Выбрать главу

В любом случае, решил он, надо воспользоваться тем, что послало ему Небо: возможностью безнаказанно уйти отсюда. А для этого нужно подняться на ноги. Быстро поправиться и прийти в себя!

…На следующую ночь, в начавшееся полнолуние, появился Цзиньчан. Он был мрачен и насуплен. Коротко спросил о его здоровье. Юань ответил, что раны затянулись, ему куда лучше.

— Что-то случилось? — спросил он, заметив угрюмость пришедшего.

Золотая Цикада с досадой передернул плечами.

— Ничего, кроме предвиденного. Вернулся отец, узнал о гибели Цзиньжо, расстроился. Приступили к похоронам, а тут люди отца на волчьих тропах нашли одежду братьев. Я завернул в неё свинину, и волки растерзали халаты в хлам. Папаша слёг, рыдал, как баба. Даже мне стало не по себе. По счастью, отец сумел быстро заглушить мой сентиментальный порыв, завизжав, что Небо отняло у него всё лучшее, оставив ему лишь ничтожного последыша. Этого хватило, чтобы привести меня в чувство.

— Как можно сказать такое о сыне? Отец не любит тебя?

— Что толку это обсуждать? Он любил старших сыновей и потакал им во всем. Он видел, что братцы превратили моё детство в преисподнюю, в сравнении с которым царство Яньвана могло показаться Небом. Их жестокость обрекла меня на ночи страха и отчаяния, каждый их взгляд был ударом плетью, каждое слово — градом унижений, словно я был тенью, недостойной стоять рядом с ними, сынами войны! Отец же смотрел на их забавы с улыбкой, даже советовал им отрабатывать на мне удары.

Юань закусил губу и молчал. Да, он всё понял правильно. Золотая цикада лениво продолжал.

— Нет, я не жалуюсь. Мое кунфу сегодня куда лучше того, что было у них: они только и умели, что махать мечом, а я цикадой могу слиться с деревом, обезьяной забраться по отвесной скале, змеёй ужалить исподтишка и ночным призраком раствориться в тумане. Если разобраться, всему этому я обязал им. Просто горько немного… — Цзиньчан потряс головой, точно пытаясь отогнать дурные мысли. Потом вынул из рукава «Глаз Будды» — А этот шарик оказался ещё опаснее, чем я думал. Он чернеет в руке и помогает видеть то, что и видеть-то не стоит.

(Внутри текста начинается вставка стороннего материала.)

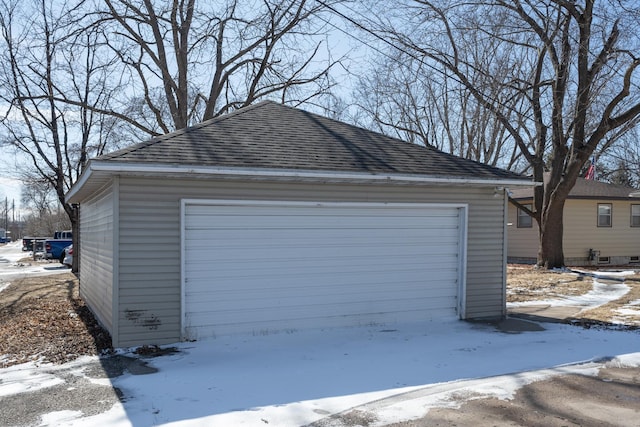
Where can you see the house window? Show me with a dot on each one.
(604, 214)
(635, 215)
(524, 220)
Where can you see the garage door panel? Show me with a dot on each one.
(261, 314)
(256, 268)
(336, 296)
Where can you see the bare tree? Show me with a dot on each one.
(188, 61)
(412, 101)
(45, 59)
(575, 67)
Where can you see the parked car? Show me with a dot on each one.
(68, 256)
(55, 247)
(28, 242)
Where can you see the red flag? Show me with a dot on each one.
(591, 172)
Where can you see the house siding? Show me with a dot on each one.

— Чернеет? — удивился Юань. — А этот побелел, точнее, стал мутноватым и белёсым, точно дымом наполнился.

Золотая Цикада бросил на него удивлённый взгляд.

— Белым дымом? А ну-ка покажи.

Юань протянул ему камень. Цзиньчан повертел его в руке, потом замер, сжимая шарики в ладонях, превратившись в медитирующего Будду и точно окаменев. Юань воспользовался этим временем, чтобы переодеться в принесенную Цзиньчаном одежду. Вечером он выбрался из пещеры к реке, выкупался, с радостью заметив, что раны почти затянулись, и теперь с удовольствием ощутил прикосновение к телу свежевыстиранной ткани. От неё пахло домом, тёплым очагом, заботливыми руками женщины…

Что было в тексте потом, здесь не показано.